Vous êtes souvent réduit à un grand profil. Avez-vous souffert de cela, de cette première image que les gens ont de vous ?

Oui, toujours. Parfois on ne regarde même pas mes matchs mais on se dit : « Ludo est grand, il a des pieds carrés ». Mais attention, la technique pour moi, c’est un bon contrôle, une bonne passe, une bonne passe. Vous ne me verrez pas faire une roulette ou une passe de jambe. Mon objectif est d’être le plus propre possible pour aider mes coéquipiers et proposer des solutions. Il y a des matchs où je fais parfois beaucoup de ballons de la tête, et évidemment c’est un peu plus aléatoire, alors disons-nous que je ne sais faire que ça. Voilà, j’ai souffert de ça toute ma vie, et je continuerai à souffrir de ça tout au long de ma carrière, je pense. Mais ce n’est pas grave, tant que je m’amuse, tant que je fais de mon mieux pour mes partenaires, ça me va.

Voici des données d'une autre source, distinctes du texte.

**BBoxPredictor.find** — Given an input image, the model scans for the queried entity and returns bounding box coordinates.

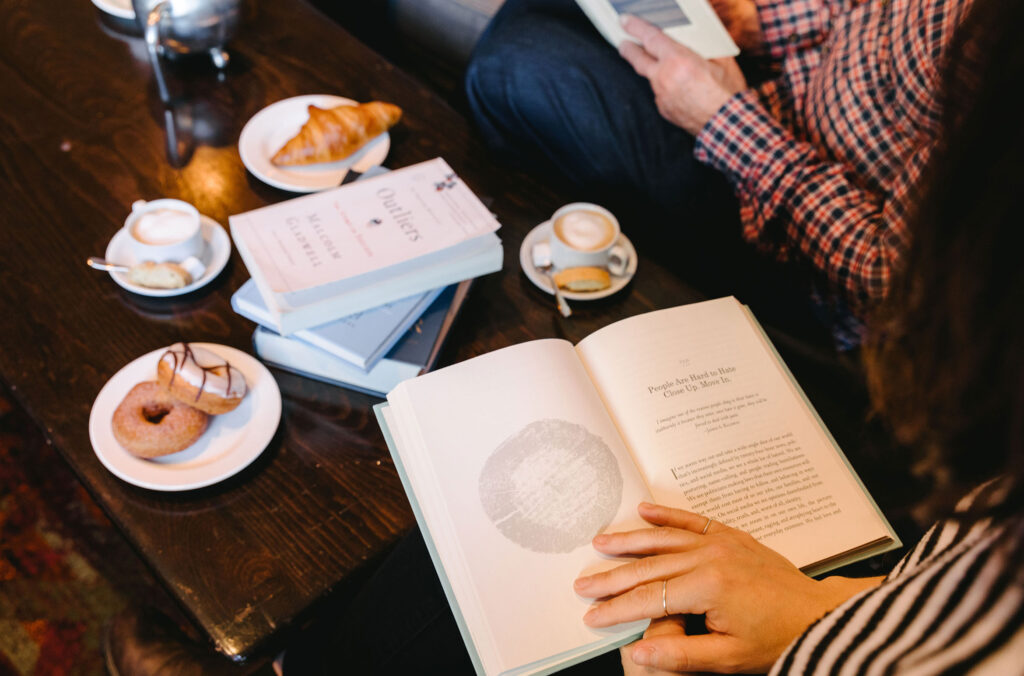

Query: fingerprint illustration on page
[479,419,623,554]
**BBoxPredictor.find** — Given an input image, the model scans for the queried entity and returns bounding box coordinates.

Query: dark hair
[865,0,1024,517]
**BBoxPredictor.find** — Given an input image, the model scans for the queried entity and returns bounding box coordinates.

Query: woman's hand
[575,503,882,672]
[711,0,764,51]
[618,615,686,676]
[618,16,746,135]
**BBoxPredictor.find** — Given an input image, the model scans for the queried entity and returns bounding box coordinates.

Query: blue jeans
[466,0,831,349]
[466,0,737,222]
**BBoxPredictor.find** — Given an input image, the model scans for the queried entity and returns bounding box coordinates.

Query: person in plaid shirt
[467,0,970,345]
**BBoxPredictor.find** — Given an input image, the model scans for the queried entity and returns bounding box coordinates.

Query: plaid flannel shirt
[694,0,970,321]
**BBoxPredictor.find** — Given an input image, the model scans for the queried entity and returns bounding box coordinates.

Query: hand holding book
[574,503,882,673]
[618,16,746,135]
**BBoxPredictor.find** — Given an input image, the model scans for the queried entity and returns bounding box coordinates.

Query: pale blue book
[231,280,442,371]
[228,158,504,335]
[253,282,470,396]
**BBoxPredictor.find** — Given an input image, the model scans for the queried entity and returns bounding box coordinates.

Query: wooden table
[0,0,724,659]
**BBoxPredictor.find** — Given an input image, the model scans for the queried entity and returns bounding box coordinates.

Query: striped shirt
[771,485,1024,676]
[694,0,970,335]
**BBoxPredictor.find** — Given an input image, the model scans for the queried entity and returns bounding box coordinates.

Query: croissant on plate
[270,101,401,167]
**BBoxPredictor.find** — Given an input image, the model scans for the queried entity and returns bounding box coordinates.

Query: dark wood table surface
[0,0,737,658]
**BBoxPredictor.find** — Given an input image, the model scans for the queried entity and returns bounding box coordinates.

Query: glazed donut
[111,381,210,458]
[157,343,246,416]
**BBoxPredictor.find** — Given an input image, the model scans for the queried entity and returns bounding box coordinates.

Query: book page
[577,0,739,58]
[388,340,649,673]
[577,298,889,567]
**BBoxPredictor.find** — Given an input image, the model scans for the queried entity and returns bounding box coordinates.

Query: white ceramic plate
[519,220,637,300]
[106,216,231,298]
[89,343,281,491]
[239,94,391,193]
[92,0,135,18]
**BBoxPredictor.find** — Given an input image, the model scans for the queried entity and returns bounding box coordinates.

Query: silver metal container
[132,0,243,68]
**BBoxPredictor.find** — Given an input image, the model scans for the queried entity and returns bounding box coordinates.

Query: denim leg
[466,0,723,214]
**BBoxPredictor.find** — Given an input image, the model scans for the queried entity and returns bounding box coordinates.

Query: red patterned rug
[0,388,173,676]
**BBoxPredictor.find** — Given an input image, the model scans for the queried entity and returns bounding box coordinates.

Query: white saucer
[519,220,637,300]
[105,216,231,298]
[89,343,281,491]
[239,94,391,193]
[92,0,135,18]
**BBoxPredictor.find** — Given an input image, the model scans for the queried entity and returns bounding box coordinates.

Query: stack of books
[229,158,503,395]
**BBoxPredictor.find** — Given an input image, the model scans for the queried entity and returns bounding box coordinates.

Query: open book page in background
[388,340,648,673]
[577,0,739,58]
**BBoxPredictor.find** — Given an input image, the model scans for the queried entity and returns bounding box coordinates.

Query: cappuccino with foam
[549,202,625,274]
[554,209,618,251]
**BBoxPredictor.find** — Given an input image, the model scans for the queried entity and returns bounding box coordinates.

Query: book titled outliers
[228,158,502,335]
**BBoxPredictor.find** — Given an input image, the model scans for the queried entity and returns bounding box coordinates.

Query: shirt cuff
[757,0,831,59]
[693,89,795,188]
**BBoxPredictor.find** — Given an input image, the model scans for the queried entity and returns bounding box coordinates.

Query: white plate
[106,216,231,298]
[519,220,637,300]
[239,94,391,193]
[92,0,135,18]
[89,343,281,491]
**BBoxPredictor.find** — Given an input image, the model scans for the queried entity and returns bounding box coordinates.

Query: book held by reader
[228,158,502,335]
[577,0,739,58]
[376,297,899,674]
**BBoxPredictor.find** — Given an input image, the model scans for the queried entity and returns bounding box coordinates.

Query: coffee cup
[125,200,204,263]
[550,202,628,274]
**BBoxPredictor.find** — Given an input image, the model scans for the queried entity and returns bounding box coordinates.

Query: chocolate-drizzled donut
[157,343,246,416]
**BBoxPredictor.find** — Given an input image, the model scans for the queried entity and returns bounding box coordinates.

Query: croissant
[270,101,401,167]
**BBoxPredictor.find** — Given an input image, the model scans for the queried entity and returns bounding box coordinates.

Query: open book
[577,0,739,58]
[378,297,899,674]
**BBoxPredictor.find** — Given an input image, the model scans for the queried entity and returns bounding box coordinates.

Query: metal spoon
[530,242,572,316]
[85,256,131,272]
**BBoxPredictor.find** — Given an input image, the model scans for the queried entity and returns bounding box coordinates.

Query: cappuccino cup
[125,200,204,263]
[551,202,627,274]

Aimez-vous le joueur que vous êtes ?

Oui, j’aime ça. Une phrase de Karim Benzema m’a frappé. Il a dit qu’aujourd’hui nous sommes obsédés par les statistiques. Le gars peut être catastrophique tout le match, s’il marque un but, il sera noté 6 ou 7 sur 10. Mais un autre qui sera bon pour son équipe mais qui n’a pas de chance, il en aura 3, 4. Parce que c’est un attaquant, il lui suffit de marquer pour être bien noté ? Pour moi, quand un joueur bouge bien, quand il sert de relais, quand il rend le jeu plus fluide, c’est tout aussi important. Sur un ballon long, j’arriverai à le contrôler, à le ranger et s’il aboutit à un but après encore deux ou trois passes, j’aurai fait mon travail et je serai très content. Mais devant la télé, le gars va se dire : « Qu’est-ce qu’il fout sur le côté quand le but est au milieu ? » En tout cas, j’aime ce que je fais. Benzema, c’est le jeu, il décroche au bon moment. Zlatan Ibrahimovic l’a fait aussi. Je vais en souffrir pour le reste de ma carrière, mais c’est comme ça.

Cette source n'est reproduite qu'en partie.